Brad didn't regard that as much of an instead. At times he took to following Lee and Ella around, making a crowd of himself even in the vast space of dreamside. Lee and Ella got as tired of Brad's prurient interests on dreamside as they would have done in waking time. It wasn't simply a question of finding a quiet spot out in the woods somewhere, because space and distance didn't count the same. Brad was just a thought away if he wanted to be, and he often did, warm on their warmth, breathing on their breath. Until then neither a cross word nor an unkind thought had passed between them on dreamside, but Ella this time thoughtspelled it out for Brad.

—Can't you leave us alone we've got some private experiments to conduct which require the presence of two people only—

—Don't mind me. I'll make notes—

At which Ella turned and spoke to Brad.

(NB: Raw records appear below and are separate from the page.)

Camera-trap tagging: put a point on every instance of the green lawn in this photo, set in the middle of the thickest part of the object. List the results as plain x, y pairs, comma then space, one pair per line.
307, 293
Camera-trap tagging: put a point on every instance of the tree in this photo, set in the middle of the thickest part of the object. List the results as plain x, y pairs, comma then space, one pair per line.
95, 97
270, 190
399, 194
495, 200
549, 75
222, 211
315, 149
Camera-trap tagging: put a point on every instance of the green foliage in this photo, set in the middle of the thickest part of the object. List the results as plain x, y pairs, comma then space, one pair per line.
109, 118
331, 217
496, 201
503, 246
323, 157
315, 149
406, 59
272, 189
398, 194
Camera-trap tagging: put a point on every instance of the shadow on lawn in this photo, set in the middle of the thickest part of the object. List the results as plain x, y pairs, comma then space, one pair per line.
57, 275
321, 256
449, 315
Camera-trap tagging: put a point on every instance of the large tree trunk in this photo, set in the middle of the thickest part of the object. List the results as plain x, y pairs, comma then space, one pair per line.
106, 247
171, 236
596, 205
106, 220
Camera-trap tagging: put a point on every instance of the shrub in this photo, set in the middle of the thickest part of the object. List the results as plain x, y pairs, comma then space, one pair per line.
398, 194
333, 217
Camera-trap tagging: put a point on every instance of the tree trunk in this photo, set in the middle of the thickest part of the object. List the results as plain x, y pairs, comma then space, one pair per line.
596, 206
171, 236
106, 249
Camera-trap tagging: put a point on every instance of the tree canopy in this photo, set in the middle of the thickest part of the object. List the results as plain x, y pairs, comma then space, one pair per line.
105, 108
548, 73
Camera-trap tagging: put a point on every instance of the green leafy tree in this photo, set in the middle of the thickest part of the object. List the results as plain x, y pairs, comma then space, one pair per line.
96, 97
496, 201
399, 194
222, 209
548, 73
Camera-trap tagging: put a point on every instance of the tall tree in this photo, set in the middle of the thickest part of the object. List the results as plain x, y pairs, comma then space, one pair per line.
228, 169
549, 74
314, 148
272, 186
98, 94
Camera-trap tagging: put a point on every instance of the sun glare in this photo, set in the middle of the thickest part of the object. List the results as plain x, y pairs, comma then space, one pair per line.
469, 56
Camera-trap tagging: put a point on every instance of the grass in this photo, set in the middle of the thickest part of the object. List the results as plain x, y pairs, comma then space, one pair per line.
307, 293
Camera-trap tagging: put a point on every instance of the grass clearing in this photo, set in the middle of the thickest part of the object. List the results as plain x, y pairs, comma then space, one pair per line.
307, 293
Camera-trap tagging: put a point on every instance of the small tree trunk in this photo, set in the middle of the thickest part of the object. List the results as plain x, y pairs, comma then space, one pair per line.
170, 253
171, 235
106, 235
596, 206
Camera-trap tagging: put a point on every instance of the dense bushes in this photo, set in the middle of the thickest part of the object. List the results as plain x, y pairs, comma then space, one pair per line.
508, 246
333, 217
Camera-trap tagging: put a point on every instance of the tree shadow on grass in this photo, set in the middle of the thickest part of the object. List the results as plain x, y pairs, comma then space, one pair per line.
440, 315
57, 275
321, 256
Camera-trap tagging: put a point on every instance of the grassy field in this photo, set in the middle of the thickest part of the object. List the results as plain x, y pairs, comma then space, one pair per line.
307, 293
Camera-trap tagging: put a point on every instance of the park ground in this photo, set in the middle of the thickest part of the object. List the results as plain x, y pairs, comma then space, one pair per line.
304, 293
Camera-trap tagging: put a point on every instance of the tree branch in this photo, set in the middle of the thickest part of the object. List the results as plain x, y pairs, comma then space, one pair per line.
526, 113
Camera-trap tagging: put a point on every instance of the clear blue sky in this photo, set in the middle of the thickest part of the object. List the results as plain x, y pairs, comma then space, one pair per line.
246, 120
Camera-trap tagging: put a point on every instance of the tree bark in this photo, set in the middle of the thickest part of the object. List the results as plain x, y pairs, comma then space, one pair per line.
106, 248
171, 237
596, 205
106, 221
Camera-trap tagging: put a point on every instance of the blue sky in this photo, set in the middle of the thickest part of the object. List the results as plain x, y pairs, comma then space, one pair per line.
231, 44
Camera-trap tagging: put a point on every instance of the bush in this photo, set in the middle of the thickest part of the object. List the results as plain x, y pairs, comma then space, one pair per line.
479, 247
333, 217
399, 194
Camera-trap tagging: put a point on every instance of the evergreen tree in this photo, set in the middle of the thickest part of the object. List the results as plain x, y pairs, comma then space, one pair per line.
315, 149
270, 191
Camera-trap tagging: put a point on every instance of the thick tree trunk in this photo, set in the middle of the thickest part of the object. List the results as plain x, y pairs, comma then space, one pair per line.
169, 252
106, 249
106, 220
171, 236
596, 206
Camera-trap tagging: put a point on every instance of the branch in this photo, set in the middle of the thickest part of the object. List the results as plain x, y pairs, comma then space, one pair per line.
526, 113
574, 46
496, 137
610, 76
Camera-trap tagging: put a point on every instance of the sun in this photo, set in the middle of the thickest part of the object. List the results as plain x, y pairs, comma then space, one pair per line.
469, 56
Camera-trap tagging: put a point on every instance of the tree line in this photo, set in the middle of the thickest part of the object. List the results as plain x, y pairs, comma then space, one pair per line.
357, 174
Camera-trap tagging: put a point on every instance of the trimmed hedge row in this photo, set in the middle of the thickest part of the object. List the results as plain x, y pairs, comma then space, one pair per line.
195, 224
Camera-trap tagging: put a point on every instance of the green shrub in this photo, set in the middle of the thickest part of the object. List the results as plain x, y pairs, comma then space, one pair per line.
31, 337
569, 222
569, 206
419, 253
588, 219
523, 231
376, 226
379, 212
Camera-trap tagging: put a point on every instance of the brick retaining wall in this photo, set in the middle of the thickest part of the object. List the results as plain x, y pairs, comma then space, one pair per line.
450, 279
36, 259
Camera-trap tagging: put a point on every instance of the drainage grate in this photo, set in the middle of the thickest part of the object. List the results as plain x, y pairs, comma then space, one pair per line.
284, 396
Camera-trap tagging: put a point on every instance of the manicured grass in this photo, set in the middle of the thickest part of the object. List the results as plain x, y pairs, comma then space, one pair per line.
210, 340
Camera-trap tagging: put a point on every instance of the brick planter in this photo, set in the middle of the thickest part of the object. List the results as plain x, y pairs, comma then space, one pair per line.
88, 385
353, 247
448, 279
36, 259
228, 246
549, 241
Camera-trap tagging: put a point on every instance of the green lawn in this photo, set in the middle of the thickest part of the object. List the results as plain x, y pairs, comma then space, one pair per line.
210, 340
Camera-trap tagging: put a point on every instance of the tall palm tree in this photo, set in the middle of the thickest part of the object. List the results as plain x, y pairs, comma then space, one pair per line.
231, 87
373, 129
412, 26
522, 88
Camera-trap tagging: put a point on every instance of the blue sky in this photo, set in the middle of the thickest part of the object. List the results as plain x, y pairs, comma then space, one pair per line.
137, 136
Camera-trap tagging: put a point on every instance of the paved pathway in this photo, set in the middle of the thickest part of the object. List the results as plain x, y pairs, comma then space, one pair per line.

Not in the thinkspeak unique to dreamside, but in clear loud English as she successfully transmitted an old and unambiguous message: "F*ck OFF, COUSINS!"

Brad was deeply shocked, as was Lee, at the waves of hard energy that radiated from the violence of Ella's words. Ella too was surprised and held her hands at her mouth as if to stop anything else which might want to come out. The very air around them seemed appalled; but to their surprise the dream absorbed the dull explosion of Ella's words as if they were shells detonating against the membrane of its walls, leaving Brad to turn his back and cross some threshold which would dissolve it all for him anyway.